THOMPSON: Well, I think there is no question about it, because you just got done saying it.

These are states that are progressive, but they are also states that look forward to making sure that people rely upon each other, have a strong work ethics. That is why welfare reform was so favorably received in this particular area. That is why private school choices—that‘s why people like the fact that we talk about fiscal conservatism. I just think the values, the ethics, the work ethics are the kinds of things that I—I represent in the Upper Midwest. And I think...


MATTHEWS: Is Hillary Clinton vulnerable on the Second Amendment?

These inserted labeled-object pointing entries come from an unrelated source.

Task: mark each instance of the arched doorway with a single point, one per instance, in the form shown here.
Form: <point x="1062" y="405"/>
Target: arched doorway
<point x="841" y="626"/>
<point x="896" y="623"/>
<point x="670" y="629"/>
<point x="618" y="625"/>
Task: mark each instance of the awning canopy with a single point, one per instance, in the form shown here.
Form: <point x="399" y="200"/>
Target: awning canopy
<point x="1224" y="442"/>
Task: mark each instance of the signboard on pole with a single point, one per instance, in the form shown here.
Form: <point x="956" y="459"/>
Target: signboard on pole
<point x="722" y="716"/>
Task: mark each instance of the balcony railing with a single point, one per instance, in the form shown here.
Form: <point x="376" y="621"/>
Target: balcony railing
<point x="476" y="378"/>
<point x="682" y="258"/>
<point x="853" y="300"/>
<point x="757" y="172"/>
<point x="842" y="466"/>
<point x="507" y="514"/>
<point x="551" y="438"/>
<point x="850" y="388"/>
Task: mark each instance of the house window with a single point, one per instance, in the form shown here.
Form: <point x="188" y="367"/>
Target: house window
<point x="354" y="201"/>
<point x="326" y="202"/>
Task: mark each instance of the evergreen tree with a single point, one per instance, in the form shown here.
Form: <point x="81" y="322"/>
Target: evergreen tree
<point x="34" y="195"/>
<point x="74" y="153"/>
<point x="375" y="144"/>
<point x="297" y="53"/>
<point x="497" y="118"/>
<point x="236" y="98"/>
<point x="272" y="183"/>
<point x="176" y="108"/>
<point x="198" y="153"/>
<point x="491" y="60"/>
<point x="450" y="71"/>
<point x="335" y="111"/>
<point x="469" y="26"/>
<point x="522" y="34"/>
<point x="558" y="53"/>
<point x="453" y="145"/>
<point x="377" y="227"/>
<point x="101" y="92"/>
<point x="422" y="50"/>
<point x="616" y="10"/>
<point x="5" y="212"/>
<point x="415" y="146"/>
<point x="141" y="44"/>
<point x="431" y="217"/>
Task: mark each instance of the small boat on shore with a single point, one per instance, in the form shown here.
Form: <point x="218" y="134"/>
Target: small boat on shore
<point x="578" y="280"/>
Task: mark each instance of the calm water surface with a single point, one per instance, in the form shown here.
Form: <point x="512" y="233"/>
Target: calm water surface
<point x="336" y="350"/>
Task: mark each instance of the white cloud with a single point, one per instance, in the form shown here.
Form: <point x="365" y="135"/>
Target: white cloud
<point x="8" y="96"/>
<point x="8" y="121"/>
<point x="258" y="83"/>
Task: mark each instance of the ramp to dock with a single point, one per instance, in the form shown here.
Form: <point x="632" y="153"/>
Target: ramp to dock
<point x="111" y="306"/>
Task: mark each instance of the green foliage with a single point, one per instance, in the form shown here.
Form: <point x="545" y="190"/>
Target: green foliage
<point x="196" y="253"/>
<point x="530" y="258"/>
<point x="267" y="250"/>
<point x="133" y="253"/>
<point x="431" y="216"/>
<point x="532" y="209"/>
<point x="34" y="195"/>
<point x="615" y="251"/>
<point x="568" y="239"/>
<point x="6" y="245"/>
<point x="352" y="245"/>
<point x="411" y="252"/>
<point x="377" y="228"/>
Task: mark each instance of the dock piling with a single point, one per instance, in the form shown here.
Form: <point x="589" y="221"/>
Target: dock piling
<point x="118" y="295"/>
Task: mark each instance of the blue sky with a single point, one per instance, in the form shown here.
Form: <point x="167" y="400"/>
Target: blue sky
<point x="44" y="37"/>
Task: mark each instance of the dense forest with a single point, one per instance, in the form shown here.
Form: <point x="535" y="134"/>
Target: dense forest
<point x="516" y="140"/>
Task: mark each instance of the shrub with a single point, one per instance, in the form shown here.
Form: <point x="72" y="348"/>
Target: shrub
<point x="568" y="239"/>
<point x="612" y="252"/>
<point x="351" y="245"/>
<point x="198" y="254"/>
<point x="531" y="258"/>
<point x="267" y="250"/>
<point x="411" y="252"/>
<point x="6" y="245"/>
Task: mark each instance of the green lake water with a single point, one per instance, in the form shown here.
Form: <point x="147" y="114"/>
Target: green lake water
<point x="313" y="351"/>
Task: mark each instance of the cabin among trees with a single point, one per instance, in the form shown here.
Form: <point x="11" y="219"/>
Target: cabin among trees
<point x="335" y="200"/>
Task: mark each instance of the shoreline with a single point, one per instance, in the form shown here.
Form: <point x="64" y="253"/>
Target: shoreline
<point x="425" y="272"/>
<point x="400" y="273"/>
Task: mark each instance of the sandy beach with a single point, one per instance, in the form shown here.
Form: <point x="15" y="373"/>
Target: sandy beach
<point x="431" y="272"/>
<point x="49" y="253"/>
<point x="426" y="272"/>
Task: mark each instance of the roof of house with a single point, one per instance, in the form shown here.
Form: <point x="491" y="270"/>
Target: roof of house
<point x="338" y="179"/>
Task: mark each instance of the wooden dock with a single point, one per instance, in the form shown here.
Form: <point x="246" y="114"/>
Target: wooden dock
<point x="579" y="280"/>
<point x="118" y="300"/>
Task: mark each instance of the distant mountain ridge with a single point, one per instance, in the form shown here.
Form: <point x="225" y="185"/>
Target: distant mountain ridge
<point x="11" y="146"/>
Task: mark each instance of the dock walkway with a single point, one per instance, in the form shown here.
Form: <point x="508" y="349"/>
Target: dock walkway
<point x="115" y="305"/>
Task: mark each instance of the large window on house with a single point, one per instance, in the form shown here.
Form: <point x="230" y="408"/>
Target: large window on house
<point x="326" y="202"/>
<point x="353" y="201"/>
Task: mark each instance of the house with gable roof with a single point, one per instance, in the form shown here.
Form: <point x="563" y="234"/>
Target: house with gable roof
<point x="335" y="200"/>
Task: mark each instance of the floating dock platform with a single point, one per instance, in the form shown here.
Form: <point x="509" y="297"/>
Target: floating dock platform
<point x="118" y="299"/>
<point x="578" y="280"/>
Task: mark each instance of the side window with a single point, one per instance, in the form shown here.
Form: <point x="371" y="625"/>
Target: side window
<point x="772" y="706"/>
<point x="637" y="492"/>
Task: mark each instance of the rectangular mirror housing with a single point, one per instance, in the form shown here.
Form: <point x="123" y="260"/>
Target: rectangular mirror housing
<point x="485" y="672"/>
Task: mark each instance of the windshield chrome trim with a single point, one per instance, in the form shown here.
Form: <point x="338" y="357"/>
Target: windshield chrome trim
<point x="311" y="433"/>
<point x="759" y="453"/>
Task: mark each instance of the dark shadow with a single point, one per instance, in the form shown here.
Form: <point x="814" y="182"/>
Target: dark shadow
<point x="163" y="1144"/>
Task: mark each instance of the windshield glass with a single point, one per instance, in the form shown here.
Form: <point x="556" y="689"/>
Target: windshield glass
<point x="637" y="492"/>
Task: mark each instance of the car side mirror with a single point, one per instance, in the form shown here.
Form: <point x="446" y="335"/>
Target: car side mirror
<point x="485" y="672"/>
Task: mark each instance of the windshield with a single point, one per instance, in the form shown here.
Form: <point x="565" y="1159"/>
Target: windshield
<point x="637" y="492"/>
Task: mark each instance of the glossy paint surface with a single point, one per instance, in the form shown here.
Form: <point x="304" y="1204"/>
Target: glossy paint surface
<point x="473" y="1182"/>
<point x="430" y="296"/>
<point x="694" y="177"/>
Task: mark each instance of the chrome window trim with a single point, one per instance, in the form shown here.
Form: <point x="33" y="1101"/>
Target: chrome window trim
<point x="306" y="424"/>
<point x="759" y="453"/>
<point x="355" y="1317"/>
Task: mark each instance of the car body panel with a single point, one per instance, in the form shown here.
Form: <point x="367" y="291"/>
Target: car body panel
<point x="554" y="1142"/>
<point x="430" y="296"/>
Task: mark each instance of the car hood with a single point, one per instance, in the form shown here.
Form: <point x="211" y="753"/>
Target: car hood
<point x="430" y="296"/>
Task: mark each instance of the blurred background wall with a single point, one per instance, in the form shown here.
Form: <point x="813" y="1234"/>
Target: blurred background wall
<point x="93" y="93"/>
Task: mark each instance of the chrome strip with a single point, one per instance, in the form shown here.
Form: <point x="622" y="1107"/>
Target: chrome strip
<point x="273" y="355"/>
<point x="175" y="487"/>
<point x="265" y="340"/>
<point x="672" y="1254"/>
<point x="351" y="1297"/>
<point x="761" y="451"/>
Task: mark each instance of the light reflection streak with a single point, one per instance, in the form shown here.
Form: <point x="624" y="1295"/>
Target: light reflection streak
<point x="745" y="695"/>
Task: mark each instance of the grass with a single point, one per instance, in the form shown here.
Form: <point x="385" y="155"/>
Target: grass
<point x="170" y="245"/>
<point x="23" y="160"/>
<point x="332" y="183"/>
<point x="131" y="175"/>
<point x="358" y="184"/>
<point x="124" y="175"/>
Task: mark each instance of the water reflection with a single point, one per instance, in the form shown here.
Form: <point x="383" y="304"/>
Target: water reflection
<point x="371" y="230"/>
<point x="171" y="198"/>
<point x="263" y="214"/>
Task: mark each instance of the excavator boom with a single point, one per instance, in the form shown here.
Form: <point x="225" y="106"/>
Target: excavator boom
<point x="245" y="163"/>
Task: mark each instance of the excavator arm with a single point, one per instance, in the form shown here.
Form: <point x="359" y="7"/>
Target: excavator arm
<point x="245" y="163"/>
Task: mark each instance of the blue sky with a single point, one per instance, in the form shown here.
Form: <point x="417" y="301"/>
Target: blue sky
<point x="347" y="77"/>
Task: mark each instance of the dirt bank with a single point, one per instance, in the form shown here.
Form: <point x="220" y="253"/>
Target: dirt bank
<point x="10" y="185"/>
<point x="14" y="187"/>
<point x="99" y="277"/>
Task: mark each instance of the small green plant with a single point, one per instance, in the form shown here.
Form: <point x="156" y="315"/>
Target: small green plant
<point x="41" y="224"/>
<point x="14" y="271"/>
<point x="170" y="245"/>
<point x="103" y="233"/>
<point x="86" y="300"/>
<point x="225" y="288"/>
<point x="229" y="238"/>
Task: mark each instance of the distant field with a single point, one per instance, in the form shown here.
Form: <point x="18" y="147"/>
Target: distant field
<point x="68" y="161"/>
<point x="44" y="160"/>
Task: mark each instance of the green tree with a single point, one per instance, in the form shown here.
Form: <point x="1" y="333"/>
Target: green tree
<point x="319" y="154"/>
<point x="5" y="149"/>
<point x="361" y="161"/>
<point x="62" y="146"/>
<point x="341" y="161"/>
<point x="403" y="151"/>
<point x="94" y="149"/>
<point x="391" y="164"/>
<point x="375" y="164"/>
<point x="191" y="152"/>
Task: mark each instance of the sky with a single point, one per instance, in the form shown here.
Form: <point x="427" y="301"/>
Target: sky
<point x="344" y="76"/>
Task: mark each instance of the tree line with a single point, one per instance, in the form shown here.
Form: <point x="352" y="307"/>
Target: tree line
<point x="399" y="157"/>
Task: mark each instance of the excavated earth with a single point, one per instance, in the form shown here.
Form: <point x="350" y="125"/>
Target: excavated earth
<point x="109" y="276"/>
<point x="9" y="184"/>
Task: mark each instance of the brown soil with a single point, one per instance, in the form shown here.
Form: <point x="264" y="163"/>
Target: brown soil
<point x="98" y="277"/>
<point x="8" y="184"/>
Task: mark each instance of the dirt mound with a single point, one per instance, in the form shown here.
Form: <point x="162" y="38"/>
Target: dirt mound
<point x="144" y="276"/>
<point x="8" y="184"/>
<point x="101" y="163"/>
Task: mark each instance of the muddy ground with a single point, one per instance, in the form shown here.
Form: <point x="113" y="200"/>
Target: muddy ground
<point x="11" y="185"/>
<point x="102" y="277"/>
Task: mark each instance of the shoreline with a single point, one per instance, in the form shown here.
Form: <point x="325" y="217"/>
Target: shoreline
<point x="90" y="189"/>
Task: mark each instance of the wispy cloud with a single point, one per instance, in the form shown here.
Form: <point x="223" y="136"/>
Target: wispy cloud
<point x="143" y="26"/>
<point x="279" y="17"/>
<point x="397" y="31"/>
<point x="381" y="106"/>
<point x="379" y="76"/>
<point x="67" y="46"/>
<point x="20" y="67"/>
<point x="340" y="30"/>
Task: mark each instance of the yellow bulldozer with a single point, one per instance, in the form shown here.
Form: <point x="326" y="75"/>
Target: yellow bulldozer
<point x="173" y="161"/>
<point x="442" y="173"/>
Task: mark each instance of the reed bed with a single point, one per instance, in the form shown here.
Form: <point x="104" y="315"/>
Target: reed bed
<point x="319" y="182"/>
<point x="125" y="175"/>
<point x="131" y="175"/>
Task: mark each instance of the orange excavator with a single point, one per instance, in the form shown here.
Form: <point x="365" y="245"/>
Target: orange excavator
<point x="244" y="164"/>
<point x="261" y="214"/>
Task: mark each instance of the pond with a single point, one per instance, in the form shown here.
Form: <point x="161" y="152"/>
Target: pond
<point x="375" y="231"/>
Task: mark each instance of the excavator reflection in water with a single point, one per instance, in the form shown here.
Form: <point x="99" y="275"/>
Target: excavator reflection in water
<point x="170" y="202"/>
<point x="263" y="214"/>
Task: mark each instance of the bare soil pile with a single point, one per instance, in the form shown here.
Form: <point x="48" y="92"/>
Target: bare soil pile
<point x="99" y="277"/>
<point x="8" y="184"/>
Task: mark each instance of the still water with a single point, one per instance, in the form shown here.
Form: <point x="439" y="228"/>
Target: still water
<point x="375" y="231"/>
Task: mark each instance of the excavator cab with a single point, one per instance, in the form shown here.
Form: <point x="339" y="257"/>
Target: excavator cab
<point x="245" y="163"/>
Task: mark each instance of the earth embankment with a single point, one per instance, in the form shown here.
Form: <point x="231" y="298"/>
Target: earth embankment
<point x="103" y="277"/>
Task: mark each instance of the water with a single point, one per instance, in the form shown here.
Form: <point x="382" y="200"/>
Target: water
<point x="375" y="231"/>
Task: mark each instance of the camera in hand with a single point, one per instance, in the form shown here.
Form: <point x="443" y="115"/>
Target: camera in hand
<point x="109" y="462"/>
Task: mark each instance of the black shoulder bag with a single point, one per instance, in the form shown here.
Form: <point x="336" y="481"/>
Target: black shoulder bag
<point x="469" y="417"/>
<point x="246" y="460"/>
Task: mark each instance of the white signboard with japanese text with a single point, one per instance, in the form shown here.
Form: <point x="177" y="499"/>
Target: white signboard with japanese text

THOMPSON: I think she is. I think most Democrats are, but especially Hillary. I think the Second Amendment are individuals that really believe in gun rights. And those individuals usually will vote for Republicans, especially somebody like myself, that is a hunter.

MATTHEWS: And Hillary is not a hunter?

THOMPSON: I don‘t think so, but I‘m not sure.

MATTHEWS: But you said she is especially vulnerable on the Second Amendment. How so?

THOMPSON: Well, I think most gun owners are quite suspicious of—of Democrats in general, as far as being gun owners. And they are also very suspicious, I think, of Mrs. Clinton.

And that is a problem I think she is going to have to overcome, if she is going to get elected president of the United States. But I think people in the Upper Midwest—I ride a motorcycle. I hunt. I fish. That are the kind of values and the kind of things...


THOMPSON: ... that people, you know, really relate to.

MATTHEWS: I think you are on to something up there. Well, you know that area better than I do. I just sense it up there.

Anyway, thank you very much, Governor Tommy Thompson, running for president...

THOMPSON: Thank you.

MATTHEWS: ... running for the Republican nomination.